Wieder einen Lebensabschnitt ohne größere Blessuren überwunden.

 

„Früher war alles besser“, sagt meine Mutter oft.

 

Wir hatten feste Arbeitszeiten, manchmal auch Überstunden oder Kurzarbeit.

Heute nimmt die Arbeit kein Ende. Wer nicht konsequent ist, kann in der Firma sein Bett aufschlagen. Oder gleich im Homeoffice durcharbeiten. 

 

Früher war alles möglich. Von der Werkstatt ins Büro.

Heute nicht mehr umsetzbar.

 

Mehr Gehalt gab es vom Chef nach Leistung. Unser Einsatz wurde belohnt.

Heute gibt es nur noch Geld nach Rolle, Einstufung oder Schulbildung. Leistung zählt nicht mehr.

 

Die einzigen Fremden waren Schüler oder Werkstudenten.

Heute gibt es unterbezahlte, unmotivierte Leiharbeiter. Fremde, die jederzeit ausgetauscht werden können.

 

Jeden Freitag gab es Würstchen oder Leberkäse. Wir saßen zusammen und sprachen über Privates.

Heute wird in den Pausen über die Arbeit gesprochen. Alle sind unzufrieden und frustriert.

 

Früher bildeten sich Freundschaften in der Firma. Wir waren eine große Familie. Jeder kannte jeden.

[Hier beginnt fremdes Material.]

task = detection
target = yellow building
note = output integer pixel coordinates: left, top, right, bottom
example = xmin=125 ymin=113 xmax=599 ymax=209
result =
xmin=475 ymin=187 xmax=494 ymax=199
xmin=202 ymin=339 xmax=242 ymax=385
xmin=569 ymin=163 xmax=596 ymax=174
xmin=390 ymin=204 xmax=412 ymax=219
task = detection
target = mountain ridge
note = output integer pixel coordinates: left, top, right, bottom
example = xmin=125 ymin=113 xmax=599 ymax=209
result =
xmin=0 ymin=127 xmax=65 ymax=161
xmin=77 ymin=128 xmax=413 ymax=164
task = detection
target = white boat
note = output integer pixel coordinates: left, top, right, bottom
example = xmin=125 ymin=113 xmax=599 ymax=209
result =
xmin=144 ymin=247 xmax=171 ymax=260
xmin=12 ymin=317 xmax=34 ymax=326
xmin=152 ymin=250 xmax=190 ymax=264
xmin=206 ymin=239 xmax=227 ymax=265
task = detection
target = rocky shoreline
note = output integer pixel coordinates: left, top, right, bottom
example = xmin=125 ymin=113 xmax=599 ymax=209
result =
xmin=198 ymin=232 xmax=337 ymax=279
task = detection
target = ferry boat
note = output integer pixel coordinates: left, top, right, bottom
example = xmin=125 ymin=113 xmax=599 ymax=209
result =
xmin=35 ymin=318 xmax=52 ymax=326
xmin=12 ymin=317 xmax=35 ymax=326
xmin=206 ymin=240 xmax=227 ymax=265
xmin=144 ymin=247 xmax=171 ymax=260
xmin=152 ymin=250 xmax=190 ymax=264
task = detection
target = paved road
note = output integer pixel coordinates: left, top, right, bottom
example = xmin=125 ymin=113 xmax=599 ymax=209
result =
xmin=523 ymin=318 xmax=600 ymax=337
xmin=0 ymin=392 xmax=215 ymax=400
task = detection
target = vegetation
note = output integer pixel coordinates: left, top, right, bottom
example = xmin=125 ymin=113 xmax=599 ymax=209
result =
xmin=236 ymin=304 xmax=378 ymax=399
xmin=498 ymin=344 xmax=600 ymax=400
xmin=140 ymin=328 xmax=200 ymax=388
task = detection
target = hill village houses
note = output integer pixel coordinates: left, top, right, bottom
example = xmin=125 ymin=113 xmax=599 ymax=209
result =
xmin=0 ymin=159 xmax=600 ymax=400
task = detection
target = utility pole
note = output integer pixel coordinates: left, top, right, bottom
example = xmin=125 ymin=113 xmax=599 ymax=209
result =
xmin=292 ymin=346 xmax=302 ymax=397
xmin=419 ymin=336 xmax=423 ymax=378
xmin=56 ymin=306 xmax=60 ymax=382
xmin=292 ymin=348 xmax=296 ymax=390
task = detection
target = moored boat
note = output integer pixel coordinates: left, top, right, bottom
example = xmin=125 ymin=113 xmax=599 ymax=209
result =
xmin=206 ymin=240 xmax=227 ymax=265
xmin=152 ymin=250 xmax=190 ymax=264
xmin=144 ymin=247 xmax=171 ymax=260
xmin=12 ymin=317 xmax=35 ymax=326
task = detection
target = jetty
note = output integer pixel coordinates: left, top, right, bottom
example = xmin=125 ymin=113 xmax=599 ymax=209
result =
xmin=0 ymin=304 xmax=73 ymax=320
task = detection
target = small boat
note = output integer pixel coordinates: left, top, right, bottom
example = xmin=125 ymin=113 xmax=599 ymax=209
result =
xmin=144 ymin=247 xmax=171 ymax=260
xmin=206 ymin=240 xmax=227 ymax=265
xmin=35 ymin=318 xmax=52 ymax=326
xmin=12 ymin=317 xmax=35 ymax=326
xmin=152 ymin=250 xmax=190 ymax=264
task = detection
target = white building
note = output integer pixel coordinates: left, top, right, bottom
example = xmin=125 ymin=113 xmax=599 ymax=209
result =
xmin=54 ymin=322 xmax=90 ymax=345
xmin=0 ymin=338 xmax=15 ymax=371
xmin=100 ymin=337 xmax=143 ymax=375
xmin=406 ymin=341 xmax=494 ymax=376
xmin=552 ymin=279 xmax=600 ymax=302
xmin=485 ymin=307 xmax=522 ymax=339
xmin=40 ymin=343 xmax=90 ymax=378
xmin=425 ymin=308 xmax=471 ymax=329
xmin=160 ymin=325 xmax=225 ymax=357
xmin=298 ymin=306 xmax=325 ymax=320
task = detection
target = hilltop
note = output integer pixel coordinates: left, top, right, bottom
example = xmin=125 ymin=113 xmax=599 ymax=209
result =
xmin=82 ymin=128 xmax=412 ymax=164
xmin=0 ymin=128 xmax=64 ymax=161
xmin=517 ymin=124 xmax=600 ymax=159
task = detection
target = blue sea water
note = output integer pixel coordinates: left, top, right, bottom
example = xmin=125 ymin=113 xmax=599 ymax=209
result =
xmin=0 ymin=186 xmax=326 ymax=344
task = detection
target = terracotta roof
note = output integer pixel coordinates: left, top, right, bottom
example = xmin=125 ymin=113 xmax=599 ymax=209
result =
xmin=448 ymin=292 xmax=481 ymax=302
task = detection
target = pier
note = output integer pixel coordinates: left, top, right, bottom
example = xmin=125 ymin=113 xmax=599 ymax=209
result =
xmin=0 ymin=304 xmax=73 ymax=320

Heute hat keiner mehr Zeit. Jeder rennt nach Hause, um mit seiner Familie, die restlichen freien Stunden zu verbringen.

 

Beim Firmenjubiläum holte der Chef seinen Mitarbeiter mit dem Firmenwagen von zu Hause ab. Wir wurden geehrt und brauchten an diesem Tag nicht zu arbeiten.

Heute bekommt man zum 40-Jährigen einen Kugelschreiber. Gearbeitet wird ganz normal.

 

 

Ich denke, meine Mutter hat recht. „Früher war alles besser“.